Village: Soft Condensed Matter
Main Research Techniques:
Small Angle Scattering & Diffraction, ASAXS, USAXS, microfocus SAXS
In order to accommodate a wide variety of sample environments, including all the I22 sample environments and user supplied sample cells and systems, the experiment area has been designed to be very flexible and can be adapted to suit each new configuration. Please talk to a beamline scientist well in advance of your experiment if you are planning to bring your own sample environment to ensure that it will fit.
The beam pipe is the final section of the beamline upstream from the sample (centre-right on diagram). The beam pipe is adjustable to ensure that the air gap is kept to a minimum. The wedge shaped nosecone (centre-left on the diagram above), designed to allow simultaneous collection of SAXS and WAXS data, can also be moved closer to the sample to minimise the air gap. Details of the limits of motion of these beamline components can be found on the schematics below.
The beamline was designed to accommodate a sample environment that fits into a 300mm x 300mm x 300mm box in its standard configuration. We may be able to accommodate sample environments up to a 500mm x 500mm x 500mm box if thay can be designed to avoid a clash with the nosecone.
To minimise the disruption to your beamtime and ensure that your sample environment will work on I22, please consult us when designing your sample environments. Please note that all SAXS beamlines are arranged differently so equipment that was designed to work elsewhere may need to be adapted before use on I22.
The primary platform is the sample table. This is for large sample environments or those weighing between 1-100 kg. The sample table, often refered to as the base table, has 200mm of motorised travel in both x and y using motors named base_x and base_y. The actual travel of the table will depend on your sample environment and we are able to set additional limits to movement to prevent clashes from occurring. Please ask your local contact about limits in your current set up. Some additional manual travel in available in the z (beam) direction. For basic GI-SAXS studies, base_pitch (±5°) andbase_yaw (±10°) adjustments are also possible.
Several solid sections of various heights can be used either on their own or in combination (see blue sections below table top in picture above) underneath the motorised section of the sample platform to adjust the overall height.

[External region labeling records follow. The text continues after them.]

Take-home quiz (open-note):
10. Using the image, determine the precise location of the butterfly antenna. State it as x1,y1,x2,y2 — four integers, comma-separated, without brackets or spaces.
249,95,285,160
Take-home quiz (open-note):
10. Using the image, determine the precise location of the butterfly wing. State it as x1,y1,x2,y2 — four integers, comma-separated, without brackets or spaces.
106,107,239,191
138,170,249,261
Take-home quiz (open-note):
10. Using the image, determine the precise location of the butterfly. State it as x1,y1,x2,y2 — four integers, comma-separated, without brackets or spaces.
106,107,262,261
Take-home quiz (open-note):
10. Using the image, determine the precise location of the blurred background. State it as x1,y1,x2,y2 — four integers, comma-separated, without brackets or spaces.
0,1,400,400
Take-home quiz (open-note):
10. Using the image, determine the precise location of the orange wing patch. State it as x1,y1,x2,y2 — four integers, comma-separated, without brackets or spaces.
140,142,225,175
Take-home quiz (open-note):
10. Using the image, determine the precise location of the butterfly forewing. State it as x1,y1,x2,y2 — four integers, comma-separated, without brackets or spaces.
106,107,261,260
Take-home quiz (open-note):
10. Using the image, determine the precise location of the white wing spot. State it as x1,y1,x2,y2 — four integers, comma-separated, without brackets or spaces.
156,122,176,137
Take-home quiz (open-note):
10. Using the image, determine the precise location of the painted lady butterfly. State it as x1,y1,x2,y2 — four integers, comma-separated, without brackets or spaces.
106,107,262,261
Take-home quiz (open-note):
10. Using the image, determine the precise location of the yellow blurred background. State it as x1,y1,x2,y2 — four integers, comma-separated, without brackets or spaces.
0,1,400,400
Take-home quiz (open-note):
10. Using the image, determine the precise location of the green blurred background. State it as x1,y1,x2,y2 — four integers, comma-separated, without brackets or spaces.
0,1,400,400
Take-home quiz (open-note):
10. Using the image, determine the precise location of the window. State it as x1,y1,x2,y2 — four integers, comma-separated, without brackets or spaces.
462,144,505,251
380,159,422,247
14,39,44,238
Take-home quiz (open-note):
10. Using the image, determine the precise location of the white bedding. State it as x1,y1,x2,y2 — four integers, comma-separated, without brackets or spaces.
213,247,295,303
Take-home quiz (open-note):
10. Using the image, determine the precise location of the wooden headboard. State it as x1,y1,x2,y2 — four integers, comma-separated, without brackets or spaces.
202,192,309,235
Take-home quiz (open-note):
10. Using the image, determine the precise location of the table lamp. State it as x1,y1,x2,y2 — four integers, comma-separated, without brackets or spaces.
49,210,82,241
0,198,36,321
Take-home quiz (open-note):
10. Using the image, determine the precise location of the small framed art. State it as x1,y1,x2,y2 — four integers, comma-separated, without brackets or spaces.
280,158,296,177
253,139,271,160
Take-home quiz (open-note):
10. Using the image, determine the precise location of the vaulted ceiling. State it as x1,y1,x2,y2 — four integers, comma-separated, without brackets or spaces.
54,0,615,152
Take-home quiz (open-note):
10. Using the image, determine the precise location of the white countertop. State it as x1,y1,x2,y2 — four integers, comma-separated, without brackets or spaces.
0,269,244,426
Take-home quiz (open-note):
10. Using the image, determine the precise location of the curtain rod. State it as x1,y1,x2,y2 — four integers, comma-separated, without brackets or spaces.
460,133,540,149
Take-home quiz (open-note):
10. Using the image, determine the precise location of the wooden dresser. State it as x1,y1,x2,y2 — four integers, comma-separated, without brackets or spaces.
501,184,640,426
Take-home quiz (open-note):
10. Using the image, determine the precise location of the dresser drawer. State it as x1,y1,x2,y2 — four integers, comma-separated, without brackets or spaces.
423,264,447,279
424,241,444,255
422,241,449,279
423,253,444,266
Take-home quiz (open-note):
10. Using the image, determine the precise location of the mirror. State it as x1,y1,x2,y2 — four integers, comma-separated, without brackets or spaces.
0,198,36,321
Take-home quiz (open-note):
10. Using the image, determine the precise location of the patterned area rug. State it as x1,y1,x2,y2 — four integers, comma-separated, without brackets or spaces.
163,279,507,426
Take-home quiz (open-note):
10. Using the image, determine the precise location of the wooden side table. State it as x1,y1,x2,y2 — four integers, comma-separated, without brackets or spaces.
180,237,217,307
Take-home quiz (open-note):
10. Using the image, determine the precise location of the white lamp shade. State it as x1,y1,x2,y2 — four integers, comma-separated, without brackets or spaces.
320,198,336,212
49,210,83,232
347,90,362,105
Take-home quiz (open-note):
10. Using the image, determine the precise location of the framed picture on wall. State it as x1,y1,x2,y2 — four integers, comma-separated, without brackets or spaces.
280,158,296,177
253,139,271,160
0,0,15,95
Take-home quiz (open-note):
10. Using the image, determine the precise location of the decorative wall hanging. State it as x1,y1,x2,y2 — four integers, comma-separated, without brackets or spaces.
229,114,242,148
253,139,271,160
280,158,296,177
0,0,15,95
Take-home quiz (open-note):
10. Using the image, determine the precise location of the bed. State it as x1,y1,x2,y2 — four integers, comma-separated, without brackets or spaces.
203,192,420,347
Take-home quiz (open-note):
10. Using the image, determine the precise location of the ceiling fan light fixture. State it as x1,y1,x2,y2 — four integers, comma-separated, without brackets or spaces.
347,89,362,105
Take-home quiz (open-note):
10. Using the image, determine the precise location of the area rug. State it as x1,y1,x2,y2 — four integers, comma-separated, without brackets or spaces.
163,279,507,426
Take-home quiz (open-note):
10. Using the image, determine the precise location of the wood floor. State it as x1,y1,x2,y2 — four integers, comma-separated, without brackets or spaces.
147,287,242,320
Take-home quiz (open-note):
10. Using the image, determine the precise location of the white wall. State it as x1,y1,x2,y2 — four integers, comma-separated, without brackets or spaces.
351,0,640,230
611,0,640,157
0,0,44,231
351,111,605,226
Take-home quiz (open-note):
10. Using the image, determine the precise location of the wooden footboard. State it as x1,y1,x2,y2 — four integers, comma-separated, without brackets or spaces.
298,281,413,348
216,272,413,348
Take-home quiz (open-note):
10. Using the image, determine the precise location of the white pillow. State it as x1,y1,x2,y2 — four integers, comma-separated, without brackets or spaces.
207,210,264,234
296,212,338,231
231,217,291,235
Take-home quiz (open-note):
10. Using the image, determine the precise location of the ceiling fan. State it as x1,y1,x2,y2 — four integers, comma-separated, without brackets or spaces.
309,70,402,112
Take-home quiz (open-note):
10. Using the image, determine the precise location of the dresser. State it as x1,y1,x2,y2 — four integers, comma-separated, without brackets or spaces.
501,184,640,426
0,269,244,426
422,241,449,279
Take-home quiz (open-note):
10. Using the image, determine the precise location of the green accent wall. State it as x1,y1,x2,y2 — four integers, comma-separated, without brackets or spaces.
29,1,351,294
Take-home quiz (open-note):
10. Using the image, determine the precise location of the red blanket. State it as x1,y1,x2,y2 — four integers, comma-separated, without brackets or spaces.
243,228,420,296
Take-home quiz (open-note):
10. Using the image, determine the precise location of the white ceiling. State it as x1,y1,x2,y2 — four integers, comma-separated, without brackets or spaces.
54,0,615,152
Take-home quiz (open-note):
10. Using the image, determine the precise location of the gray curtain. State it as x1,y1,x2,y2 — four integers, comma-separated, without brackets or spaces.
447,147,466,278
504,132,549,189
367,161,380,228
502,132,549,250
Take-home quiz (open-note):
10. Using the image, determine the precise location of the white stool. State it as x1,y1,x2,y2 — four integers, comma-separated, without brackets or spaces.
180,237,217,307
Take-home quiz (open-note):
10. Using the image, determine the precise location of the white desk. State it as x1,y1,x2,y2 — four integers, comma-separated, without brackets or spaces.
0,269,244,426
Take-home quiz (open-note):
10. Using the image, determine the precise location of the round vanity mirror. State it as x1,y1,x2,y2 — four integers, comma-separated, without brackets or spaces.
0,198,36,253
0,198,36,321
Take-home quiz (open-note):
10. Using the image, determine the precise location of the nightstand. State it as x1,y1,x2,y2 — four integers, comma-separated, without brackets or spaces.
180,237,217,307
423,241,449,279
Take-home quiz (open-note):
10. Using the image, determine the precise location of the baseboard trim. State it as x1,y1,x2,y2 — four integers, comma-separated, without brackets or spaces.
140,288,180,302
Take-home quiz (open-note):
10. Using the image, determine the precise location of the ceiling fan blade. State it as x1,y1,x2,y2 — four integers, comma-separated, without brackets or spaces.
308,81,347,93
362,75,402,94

Occasionally, problems may occur if the centre of mass of the sample environment is off centre on the base table, particularly if these sample environments are heavy (greater that 25 kg). Please talk to a beamline scientist if you start to experience any issues.
The mounting area of the sample table is 750 mm x 750 mm. The breadboard of the sample platform has M6 screw holes with a 25mm pitch.
The centre of motion for the table pitch and yaw is marked on the diagram below. The centre of motion is slightly off-center within the square region marked by four M6 screw holes.
The precision stage allows accurate alignment of the sample in the beam. The stage has 100mm of travel in both x and y using motors named pxy_x and pxy_y. The stage is only for use with sample environments with a mass of less than 1kg.
The rotation stage is an independently mounted stage that can be set up with its axis of rotation either horizontally (perpendicular to the beam) or vertically. The stage, rot in GDA has full freedom of rotation, i.e. can be driven more than 360 degrees.
The nominal beam height from the floor is 1318 mm.
The vertical distance between the beam and the base table at maximum table height (in standard configuration) is 195 mm.
The vertical distance between the beam and the base table at minimum table height (in standard configuration) is 375 mm.
The table minimum and maximum heights are marked on the diagram below. Please note that addition or removal of a solid section is a time consuming procedure and cannot be performed without prior notice.